Endothelin antagonist-induced coronary and systemic arteritis in the beagle dog

Two endothelin antagonists, ZD1611 (3-[4-[3-(3-methoxy-5-methylpyrazin-2-ylsulfamoyl)-2-pyridyl]phenyl]-2,2-dimethylpropanoic acid) and ZD2574 (2-(4-isobutylphenyl)-N-(3-methoxy-5-methylpyrazin-2-yl)pyridine-3-sulfonamide), selective for the ET(A) receptor and intended for use in pulmonary hypertension, were tested in Beagle dogs at various doses for periods of up to 4 weeks.
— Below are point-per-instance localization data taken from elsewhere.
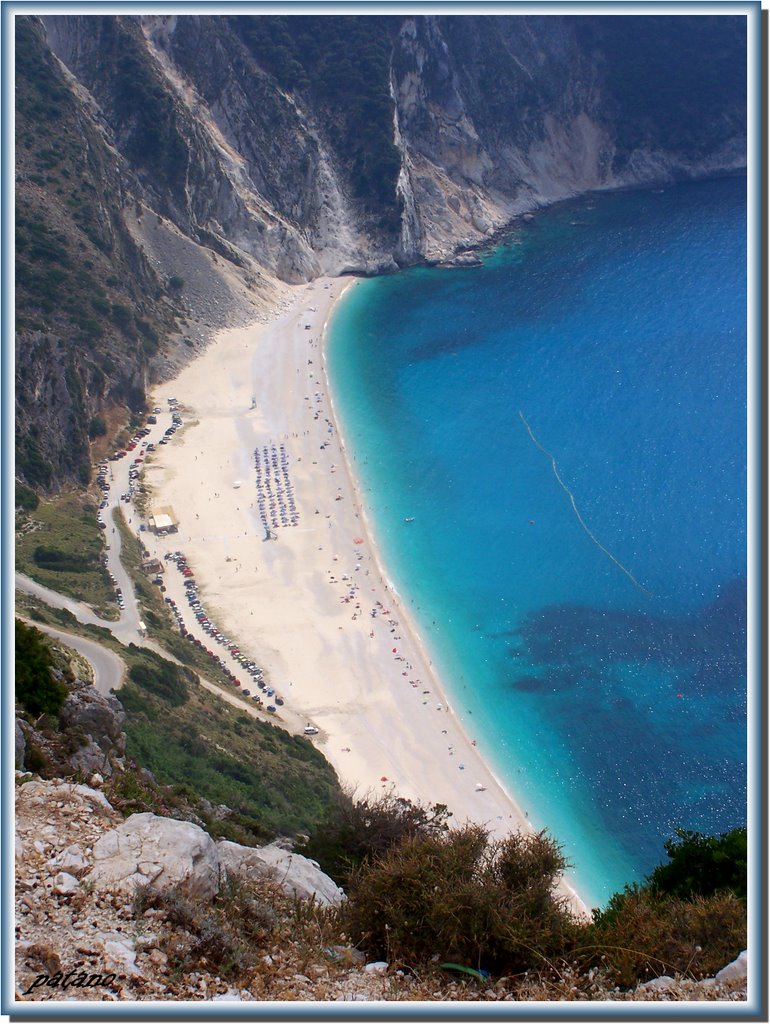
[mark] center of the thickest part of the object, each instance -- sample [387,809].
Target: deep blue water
[567,427]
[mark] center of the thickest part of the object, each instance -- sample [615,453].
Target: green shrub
[702,865]
[464,898]
[355,830]
[37,690]
[26,498]
[59,561]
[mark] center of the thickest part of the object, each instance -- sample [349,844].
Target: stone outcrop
[296,875]
[97,721]
[161,852]
[231,167]
[67,924]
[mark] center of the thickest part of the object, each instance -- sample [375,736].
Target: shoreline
[365,680]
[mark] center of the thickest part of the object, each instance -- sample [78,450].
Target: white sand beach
[301,605]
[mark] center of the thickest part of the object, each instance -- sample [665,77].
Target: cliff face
[279,147]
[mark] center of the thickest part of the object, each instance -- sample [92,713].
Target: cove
[565,428]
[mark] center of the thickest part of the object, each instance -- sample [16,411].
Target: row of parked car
[208,627]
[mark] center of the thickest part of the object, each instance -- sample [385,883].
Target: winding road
[109,668]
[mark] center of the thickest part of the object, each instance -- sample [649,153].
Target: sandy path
[300,605]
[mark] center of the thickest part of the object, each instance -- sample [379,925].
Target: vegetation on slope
[37,690]
[89,310]
[273,782]
[673,82]
[59,545]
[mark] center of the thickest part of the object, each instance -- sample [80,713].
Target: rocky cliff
[267,148]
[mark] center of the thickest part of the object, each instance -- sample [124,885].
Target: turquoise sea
[567,425]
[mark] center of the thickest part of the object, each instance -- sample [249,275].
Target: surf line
[581,520]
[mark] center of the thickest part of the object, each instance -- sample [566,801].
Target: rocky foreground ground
[88,926]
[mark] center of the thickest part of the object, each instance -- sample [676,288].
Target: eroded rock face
[146,849]
[297,876]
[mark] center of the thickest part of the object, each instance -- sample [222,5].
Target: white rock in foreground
[296,875]
[146,849]
[737,971]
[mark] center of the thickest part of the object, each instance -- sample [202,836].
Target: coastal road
[109,669]
[51,597]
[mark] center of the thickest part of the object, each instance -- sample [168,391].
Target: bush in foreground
[356,830]
[465,898]
[702,865]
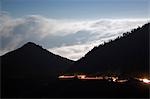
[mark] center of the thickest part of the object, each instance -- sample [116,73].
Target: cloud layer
[68,38]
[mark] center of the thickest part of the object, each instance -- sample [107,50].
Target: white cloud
[68,38]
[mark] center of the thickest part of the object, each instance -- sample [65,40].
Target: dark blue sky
[78,9]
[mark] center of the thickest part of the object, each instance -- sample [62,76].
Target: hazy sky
[78,8]
[69,28]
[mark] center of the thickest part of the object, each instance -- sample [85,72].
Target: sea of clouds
[66,37]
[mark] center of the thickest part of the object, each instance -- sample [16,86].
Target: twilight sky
[69,28]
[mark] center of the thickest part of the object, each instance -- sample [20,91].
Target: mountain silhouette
[28,68]
[127,54]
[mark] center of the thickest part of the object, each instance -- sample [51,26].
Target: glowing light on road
[146,80]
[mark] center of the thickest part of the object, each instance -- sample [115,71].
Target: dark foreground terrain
[77,88]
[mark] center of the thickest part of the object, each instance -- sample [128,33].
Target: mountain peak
[31,45]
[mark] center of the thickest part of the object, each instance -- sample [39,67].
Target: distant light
[81,76]
[146,80]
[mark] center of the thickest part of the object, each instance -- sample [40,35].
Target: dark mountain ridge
[128,54]
[33,59]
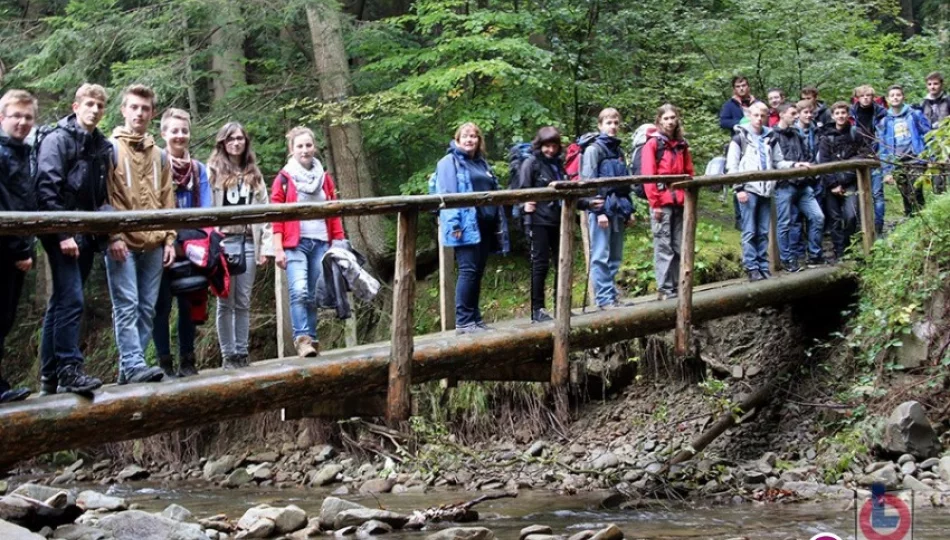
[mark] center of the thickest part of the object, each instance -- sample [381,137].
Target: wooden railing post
[866,208]
[684,311]
[399,405]
[560,369]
These studies included in vivo telemetric hemodynamic assessment, full histopathological and ultrastructural pathological evaluation of coronary arteries. Both drugs produced arteritis in small- and medium-sized coronary arteries after single or multiple doses, some of which were at or below the ED50. The distribution of lesions was predominantly in extramural arteries over the atria and atrioventricular groove of the right side of the heart and consisted of epicardial hemorrhage and arteritis. Systemic arteritis was also present at a lower incidence than the coronary arteritis, was located at different sites and appeared inconsistently. Ultrastructural changes in coronary arteries suggested that damage was the result of mechanical factors. Although these patterns of vascular injury possessed features in common with those induced in dogs by high doses of vasodilating antihypertensive drugs and inotropic agents, they were atypical, as there was no left ventricular myocardial necrosis, papillary muscle damage, or subendocardial hemorrhage suggestive of ischaemia or excessive inotropism. Moreover, physiological monitoring showed no evidence of exaggerated systemic hypotension or reflex tachycardia at doses associated with vascular damage. Consequently, the changes might be the result of a localized pharmacological process such as intense, prolonged vasodilatation in unsupported arteries that are well endowed with endothelin receptors and particularly sensitive to endothelin antagonism.